Croucher N. J., Page A. J., Connor T. R., Delaney A. J., Keane J. A., Bentley S. D., Parkhill J., Harris S.R. "Rapid phylogenetic analysis of large samples of recombinant bacterial whole genome sequences using Gubbins". doi:10.1093/nar/gku1196, Nucleic Acids Research, 2014.

Installation

Detailed installation instructions are available in the README file. If you already have anaconda installed, then run: conda create -n gubbins conda activate gubbins conda config --add channels r conda config --add channels defaults conda config --add channels conda-forge conda config --add channels bioconda conda install gubbins

User manual

Instructions on how to use the software are detailed in the manual

Quickstart tutorial with example datasets

A small set of S. pneumoniae PMEN3 assemblies can be downloaded here (6.5 Mb archive of assemblies and a reference annotation). A brief tutorial on how to analyse such data is here here
A small S. pneumoniae PMEN1 dataset can be downloaded here (6.4 Mb multi-FASTA whole genome alignment file). The expected output is here
A small S. aureus ST239 dataset can be downloaded here (11.3 Mb multi-FASTA whole genome alignment file). The expected output is here

Feedback/Issues

Please report problems to the issues page.

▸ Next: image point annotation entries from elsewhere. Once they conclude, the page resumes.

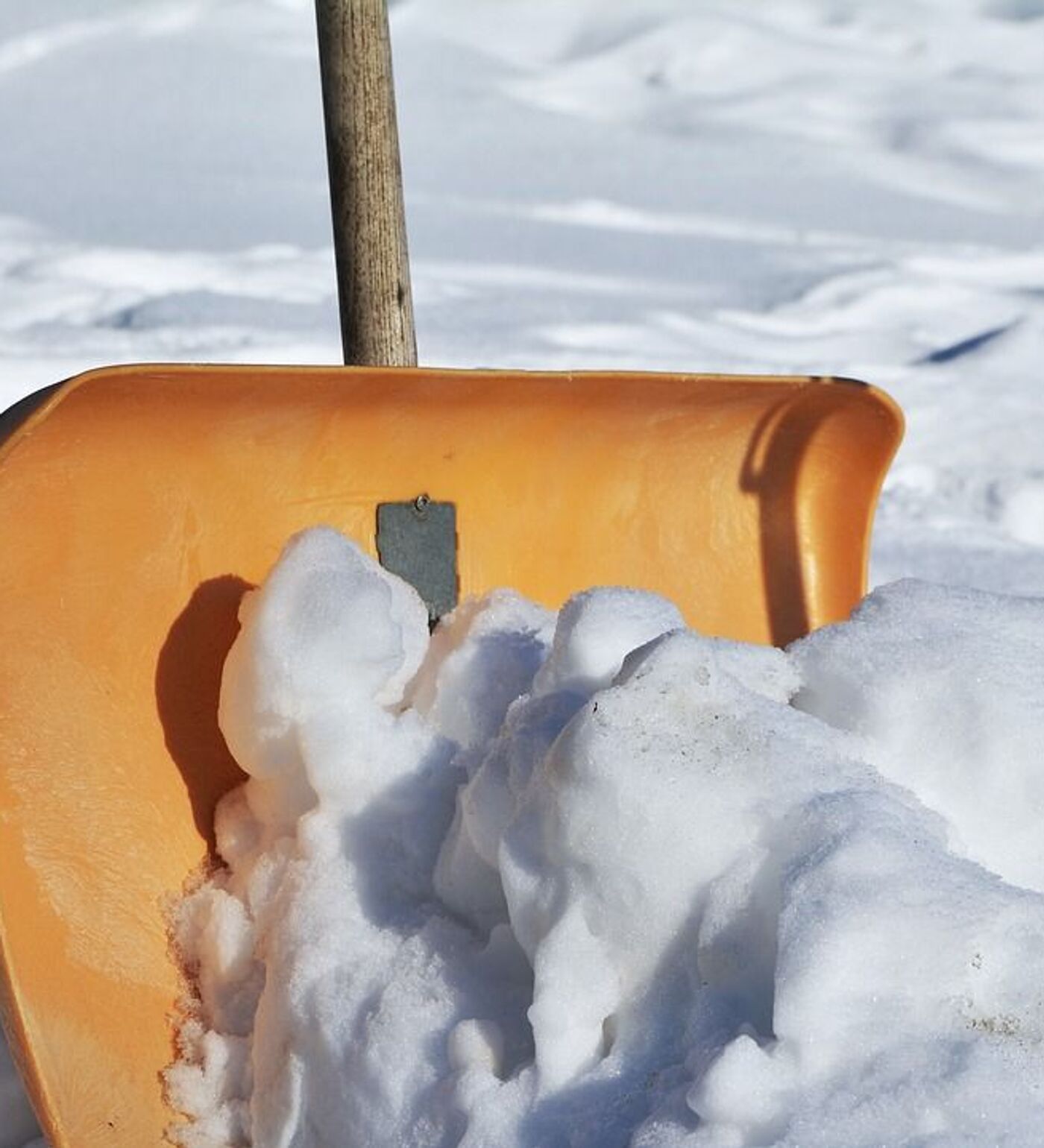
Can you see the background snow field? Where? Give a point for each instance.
(821, 186)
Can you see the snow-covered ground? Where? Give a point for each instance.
(826, 186)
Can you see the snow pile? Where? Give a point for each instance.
(599, 880)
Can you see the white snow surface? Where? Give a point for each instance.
(827, 186)
(603, 884)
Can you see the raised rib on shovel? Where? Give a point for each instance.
(139, 502)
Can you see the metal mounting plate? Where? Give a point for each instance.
(418, 542)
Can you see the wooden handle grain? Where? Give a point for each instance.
(365, 184)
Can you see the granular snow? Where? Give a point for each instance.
(600, 880)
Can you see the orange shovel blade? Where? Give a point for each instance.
(137, 505)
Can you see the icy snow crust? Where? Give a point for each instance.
(597, 880)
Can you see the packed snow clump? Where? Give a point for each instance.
(597, 880)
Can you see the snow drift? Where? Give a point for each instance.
(599, 880)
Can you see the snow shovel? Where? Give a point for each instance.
(140, 502)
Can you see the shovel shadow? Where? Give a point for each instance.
(189, 678)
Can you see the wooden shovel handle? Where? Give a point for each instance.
(365, 184)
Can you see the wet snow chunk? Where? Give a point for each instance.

Frequently asked questions

What type of dataset can be analysed with Gubbins?

Gubbins detects recombinations through the locally-elevated densities of polymorphisms that arise when segments of sequence are acquired from a donor that is genetically divergent from the set of sequences being analysed. We recommend that you divide your population into strains using PopPUNK, and use Gubbins on a whole genome alignment of each strain separately.

Can the output of Roary be used as the input to Gubbins?

The output of Roary (the pan genome pipeline) cannot be used as the input to Gubbins. Gubbins requires a whole genome alignment as input, in order to analyse the spatial distribution of base substitutions.

Can an alignment of polymorphic sites be used as the input to Gubbins?

An alignment of polymorphic sites cannot be used as the input to Gubbins. Gubbins requires a whole genome alignment as input, in order to analyse the spatial distribution of base substitutions.